Wednesday, October 26, 2011

Miss Peregrine's home for peculiar children

  • Reading level: Ages 13 and up
  • Hardcover: 352 pages
  • Publisher: Quirk Books; Book Club edition (June 7, 2011)
  • ISBN-10: 1594744769
  • Author: Ransom Riggs
  • Cover art: I like it very creepy.
  • Overall rating: **** out of 5 stars
  • Obtained: My personal bookshelf.









Miss Peregrine's home for Peculiar Children by Ransom Riggs
Reviewed by Moirae the fates book reviews.
A mysterious island.

An abandoned orphanage.

A strange collection of very curious photographs.

It all waits to be discovered in Miss Peregrine’s Home for Peculiar Children, an unforgettable novel that mixes fiction and photography in a thrilling reading experience. As our story opens, a horrific family tragedy sets sixteen-year-old Jacob journeying to a remote island off the coast of Wales, where he discovers the crumbling ruins of Miss Peregrine’s Home for Peculiar Children. As Jacob explores its abandoned bedrooms and hallways, it becomes clear that the children were more than just peculiar.

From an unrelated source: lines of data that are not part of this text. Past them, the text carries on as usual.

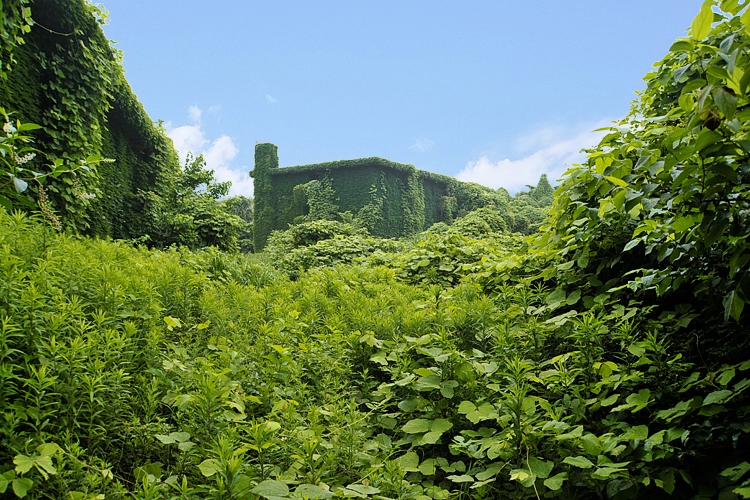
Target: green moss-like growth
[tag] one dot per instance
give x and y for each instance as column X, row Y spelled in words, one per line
column 67, row 77
column 389, row 199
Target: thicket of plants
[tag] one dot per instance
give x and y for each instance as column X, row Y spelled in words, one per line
column 389, row 199
column 605, row 357
column 59, row 71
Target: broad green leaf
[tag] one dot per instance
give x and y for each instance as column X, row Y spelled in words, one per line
column 616, row 181
column 683, row 223
column 491, row 471
column 209, row 467
column 733, row 306
column 440, row 425
column 409, row 462
column 745, row 18
column 474, row 414
column 556, row 296
column 48, row 449
column 431, row 437
column 446, row 388
column 363, row 490
column 44, row 464
column 428, row 467
column 603, row 473
column 270, row 488
column 465, row 372
column 639, row 400
column 682, row 45
column 701, row 25
column 735, row 473
column 313, row 492
column 416, row 426
column 540, row 468
column 610, row 400
column 23, row 463
column 582, row 462
column 575, row 433
column 726, row 101
column 555, row 482
column 717, row 397
column 522, row 476
column 20, row 184
column 726, row 376
column 636, row 432
column 21, row 486
column 591, row 444
column 166, row 439
column 706, row 138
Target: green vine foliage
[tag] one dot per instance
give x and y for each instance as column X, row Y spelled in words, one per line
column 389, row 199
column 68, row 78
column 661, row 205
column 15, row 22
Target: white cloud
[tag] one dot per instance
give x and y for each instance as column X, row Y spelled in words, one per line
column 187, row 139
column 548, row 150
column 422, row 144
column 195, row 114
column 218, row 155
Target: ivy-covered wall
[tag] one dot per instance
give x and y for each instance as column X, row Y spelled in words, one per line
column 389, row 199
column 66, row 77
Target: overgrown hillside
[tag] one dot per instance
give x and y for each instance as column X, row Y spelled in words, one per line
column 605, row 357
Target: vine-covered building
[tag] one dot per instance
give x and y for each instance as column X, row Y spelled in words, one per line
column 389, row 199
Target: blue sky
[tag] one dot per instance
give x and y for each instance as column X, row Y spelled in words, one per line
column 493, row 92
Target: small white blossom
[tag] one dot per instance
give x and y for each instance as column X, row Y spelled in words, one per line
column 25, row 158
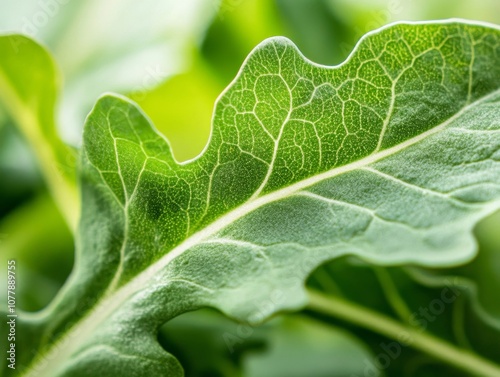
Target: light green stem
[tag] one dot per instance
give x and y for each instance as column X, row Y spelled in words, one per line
column 429, row 344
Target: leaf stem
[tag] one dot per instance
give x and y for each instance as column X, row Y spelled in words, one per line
column 413, row 337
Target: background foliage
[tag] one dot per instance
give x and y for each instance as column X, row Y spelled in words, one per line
column 179, row 54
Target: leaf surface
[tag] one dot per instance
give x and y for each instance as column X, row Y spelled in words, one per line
column 392, row 156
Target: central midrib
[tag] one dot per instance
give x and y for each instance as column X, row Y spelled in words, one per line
column 110, row 303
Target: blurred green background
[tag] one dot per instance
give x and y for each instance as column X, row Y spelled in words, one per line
column 174, row 58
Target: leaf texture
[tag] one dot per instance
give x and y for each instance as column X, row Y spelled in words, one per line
column 392, row 156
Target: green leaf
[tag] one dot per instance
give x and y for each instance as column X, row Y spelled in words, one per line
column 29, row 83
column 392, row 156
column 143, row 45
column 302, row 347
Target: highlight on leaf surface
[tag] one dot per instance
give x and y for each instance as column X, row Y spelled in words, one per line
column 392, row 156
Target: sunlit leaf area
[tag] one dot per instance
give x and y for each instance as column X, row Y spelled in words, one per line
column 250, row 188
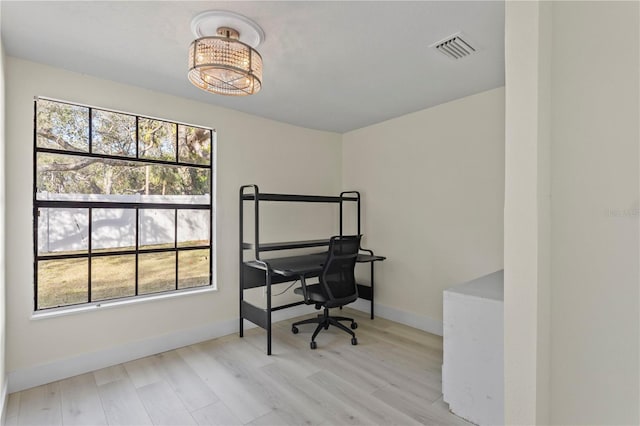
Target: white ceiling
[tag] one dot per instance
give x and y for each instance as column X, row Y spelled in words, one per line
column 335, row 66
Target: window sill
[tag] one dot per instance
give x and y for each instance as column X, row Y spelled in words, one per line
column 91, row 307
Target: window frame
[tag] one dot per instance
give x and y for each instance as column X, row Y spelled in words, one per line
column 90, row 205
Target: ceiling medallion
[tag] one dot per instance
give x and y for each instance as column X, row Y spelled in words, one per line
column 222, row 58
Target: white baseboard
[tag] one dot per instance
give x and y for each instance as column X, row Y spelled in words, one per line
column 421, row 322
column 46, row 373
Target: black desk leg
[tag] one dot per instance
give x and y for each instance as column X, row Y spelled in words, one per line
column 372, row 298
column 268, row 286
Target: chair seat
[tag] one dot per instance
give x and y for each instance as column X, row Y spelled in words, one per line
column 314, row 292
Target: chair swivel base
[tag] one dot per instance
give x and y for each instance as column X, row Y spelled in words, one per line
column 324, row 321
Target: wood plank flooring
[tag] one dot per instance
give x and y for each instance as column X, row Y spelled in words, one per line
column 392, row 377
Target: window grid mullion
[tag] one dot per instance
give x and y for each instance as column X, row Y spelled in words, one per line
column 90, row 248
column 175, row 241
column 137, row 235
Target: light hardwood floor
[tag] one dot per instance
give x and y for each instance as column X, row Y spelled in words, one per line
column 392, row 377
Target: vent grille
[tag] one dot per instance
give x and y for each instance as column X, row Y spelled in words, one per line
column 455, row 47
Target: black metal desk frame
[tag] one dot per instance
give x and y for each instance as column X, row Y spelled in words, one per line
column 265, row 272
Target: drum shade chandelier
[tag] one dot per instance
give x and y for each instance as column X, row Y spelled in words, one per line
column 222, row 58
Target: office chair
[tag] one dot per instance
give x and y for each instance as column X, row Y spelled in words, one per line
column 336, row 288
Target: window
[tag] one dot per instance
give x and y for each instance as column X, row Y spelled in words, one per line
column 122, row 205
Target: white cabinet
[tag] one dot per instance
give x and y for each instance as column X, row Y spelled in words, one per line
column 472, row 370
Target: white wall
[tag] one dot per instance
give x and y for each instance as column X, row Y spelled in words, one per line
column 572, row 342
column 526, row 232
column 432, row 185
column 278, row 157
column 3, row 376
column 595, row 193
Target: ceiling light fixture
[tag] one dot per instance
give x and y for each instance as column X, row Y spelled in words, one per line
column 223, row 58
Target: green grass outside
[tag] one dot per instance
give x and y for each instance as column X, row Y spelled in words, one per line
column 63, row 282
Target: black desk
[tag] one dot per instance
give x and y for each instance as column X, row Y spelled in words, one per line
column 258, row 273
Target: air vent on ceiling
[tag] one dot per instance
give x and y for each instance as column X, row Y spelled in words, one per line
column 456, row 46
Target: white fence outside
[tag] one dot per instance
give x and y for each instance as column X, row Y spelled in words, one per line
column 112, row 228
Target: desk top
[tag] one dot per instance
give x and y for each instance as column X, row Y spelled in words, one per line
column 308, row 264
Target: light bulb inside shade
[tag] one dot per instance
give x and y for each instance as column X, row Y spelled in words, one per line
column 224, row 66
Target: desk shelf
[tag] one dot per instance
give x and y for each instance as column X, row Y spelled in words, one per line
column 297, row 198
column 259, row 272
column 289, row 245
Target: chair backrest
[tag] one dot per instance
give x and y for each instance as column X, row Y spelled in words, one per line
column 337, row 279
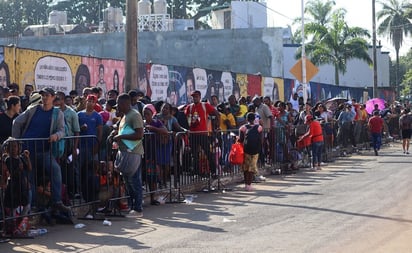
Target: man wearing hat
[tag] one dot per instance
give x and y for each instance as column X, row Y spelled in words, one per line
column 198, row 113
column 39, row 122
column 345, row 125
column 91, row 123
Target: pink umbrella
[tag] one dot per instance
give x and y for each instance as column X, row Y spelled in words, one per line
column 370, row 104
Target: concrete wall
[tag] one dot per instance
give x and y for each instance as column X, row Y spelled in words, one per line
column 246, row 51
column 358, row 73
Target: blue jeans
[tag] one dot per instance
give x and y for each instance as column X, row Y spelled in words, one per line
column 317, row 152
column 134, row 187
column 376, row 140
column 51, row 169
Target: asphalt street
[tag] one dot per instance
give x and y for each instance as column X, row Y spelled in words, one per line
column 361, row 203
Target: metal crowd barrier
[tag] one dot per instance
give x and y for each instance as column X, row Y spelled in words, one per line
column 171, row 164
column 26, row 192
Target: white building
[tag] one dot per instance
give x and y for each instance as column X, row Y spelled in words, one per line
column 240, row 14
column 247, row 14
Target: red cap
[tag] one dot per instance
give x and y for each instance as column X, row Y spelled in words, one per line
column 308, row 118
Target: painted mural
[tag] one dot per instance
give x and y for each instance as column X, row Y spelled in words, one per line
column 159, row 82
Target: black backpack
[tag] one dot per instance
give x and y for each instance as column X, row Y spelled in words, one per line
column 252, row 143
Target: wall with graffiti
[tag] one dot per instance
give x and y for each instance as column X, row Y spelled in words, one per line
column 160, row 82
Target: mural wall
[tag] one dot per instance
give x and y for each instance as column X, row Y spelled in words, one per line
column 160, row 82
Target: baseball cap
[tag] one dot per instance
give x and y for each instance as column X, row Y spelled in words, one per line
column 35, row 98
column 139, row 93
column 151, row 108
column 47, row 90
column 91, row 97
column 308, row 118
column 196, row 92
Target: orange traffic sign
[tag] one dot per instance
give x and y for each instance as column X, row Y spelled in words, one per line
column 311, row 70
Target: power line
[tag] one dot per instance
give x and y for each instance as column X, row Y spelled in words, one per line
column 281, row 14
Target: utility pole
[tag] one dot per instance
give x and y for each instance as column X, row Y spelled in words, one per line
column 304, row 81
column 375, row 67
column 131, row 74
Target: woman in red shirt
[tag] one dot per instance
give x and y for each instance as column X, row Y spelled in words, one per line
column 315, row 132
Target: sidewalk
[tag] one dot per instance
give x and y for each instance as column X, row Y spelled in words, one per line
column 127, row 234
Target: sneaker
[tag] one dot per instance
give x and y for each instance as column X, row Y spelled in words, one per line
column 249, row 188
column 59, row 206
column 134, row 214
column 261, row 178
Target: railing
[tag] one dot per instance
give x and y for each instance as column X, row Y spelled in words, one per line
column 171, row 164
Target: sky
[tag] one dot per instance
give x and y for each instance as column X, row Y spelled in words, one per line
column 359, row 13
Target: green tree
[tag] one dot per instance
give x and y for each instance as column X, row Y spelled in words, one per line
column 405, row 70
column 316, row 11
column 335, row 43
column 395, row 24
column 17, row 15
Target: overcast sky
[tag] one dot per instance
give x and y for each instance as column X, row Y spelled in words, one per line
column 359, row 13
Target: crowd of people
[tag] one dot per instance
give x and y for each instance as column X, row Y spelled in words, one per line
column 133, row 135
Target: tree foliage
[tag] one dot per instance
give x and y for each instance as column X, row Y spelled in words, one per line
column 395, row 24
column 332, row 41
column 16, row 15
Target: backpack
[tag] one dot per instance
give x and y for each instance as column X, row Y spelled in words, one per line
column 252, row 142
column 237, row 154
column 58, row 147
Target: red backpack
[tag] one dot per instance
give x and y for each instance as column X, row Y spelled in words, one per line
column 237, row 154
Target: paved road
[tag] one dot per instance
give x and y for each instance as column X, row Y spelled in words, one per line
column 361, row 203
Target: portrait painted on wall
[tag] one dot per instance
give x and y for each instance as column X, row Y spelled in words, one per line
column 82, row 78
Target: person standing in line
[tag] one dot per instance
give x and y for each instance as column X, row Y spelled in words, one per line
column 249, row 166
column 405, row 125
column 91, row 124
column 6, row 118
column 24, row 100
column 38, row 122
column 71, row 120
column 102, row 83
column 316, row 135
column 129, row 156
column 375, row 125
column 197, row 114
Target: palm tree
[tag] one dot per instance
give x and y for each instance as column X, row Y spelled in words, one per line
column 335, row 43
column 316, row 11
column 395, row 24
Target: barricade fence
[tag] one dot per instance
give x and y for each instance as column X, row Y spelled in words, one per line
column 83, row 172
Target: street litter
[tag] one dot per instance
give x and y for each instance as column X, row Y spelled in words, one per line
column 107, row 223
column 189, row 199
column 79, row 225
column 228, row 220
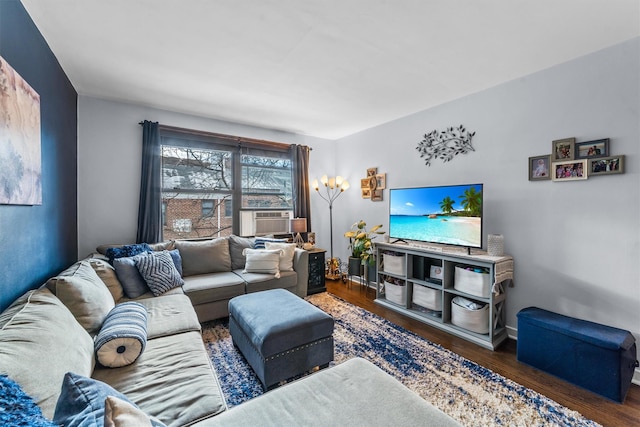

They may have been dangerous. They may have been quarantined on a deserted island for good reason. And somehow—impossible though it seems—they may still be alive.

A spine-tingling fantasy illustrated with haunting vintage photography, Miss Peregrine’s Home for Peculiar Children will delight adults, teens, and anyone who relishes an adventure in the shadows.

(Synopsis provided by goodreads)

This is a perfect book for Halloween. The story itself isn't scary per-say, but the pictures that the book is chalk-full of are very creepy in an odd eerie sort of way.
The story was very original, the characters were fun and unique.  It's a hard one to review and not giveaway anything.  This is a book where literally anything is possible. I do wish that grandpa was in the book himself, not just spoken about, but there are obvious reasons why this can't be. 


I liked Enoch's character and the character of Emma. Emma was really sweet but she also had a very suspious side to her, she wasn't very trusting. 


The stories that Grandpa tells are set when he was a child during WWII. He speaks of "monsters" which has a dual meaning of monsters and in my opinion the Nazi regime, as we learn about Grandpa and some of the other children being Jewish. I thought it was a nice touch to have this little historical theme within the book.


All in all I liked the book and I think most people would like it, the pictures really added to the book. It's a fairly fast read and well worth it.